Gostava de ser mais consistente no piano – mas, tendo que escolher, a escrita tem prioridade no meu tempo. No piano sempre fui muito movida por objetivos – que no início era ir a todos os recitais com uma música nova. Mas depois apareceu a pandemia – e adeus musicais ao vivo! – e agora o número de espetáculos é muito mais reduzido, pelo que tendo a protelar a aprendizagens de novas peças porque não tenho nenhuma razão concreta para avançar com mais vontade.
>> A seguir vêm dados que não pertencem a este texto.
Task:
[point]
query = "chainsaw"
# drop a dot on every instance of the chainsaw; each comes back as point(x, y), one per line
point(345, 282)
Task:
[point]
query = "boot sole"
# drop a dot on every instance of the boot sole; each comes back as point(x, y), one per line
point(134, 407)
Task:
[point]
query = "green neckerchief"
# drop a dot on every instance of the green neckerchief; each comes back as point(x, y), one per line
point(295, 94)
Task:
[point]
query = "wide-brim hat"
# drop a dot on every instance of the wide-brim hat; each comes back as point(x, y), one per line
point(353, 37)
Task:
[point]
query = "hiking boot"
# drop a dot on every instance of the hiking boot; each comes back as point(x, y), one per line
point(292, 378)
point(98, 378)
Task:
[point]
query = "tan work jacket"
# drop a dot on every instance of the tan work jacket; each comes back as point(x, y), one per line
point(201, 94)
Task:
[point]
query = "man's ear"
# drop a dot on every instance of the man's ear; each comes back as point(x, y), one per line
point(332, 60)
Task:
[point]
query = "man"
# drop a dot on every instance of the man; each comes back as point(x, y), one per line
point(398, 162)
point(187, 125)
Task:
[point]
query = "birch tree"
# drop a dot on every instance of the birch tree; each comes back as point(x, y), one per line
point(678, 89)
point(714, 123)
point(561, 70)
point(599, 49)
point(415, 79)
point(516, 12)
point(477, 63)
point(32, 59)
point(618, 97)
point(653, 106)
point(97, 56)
No final do ano fiz algum trabalho de forma a arranjar um tempo dedicado ao piano – que é uma das minhas grandes falhas – mas com as festas o hábito desvaneceu-se, pelo que tenho de voltar a fazer um esforço para treinar e para avançar, para não ter aquele sentimento de ficar para trás. Voltar a ter aulas presenciais seria muito positivo também – mas só a estabilidade no trabalho me permitirá eventualmente esse luxo.

 

E por aí, têm objetivos? E sugestões de restaurantes aqui no Porto, para eu tentar completar os meus desejos? Grata!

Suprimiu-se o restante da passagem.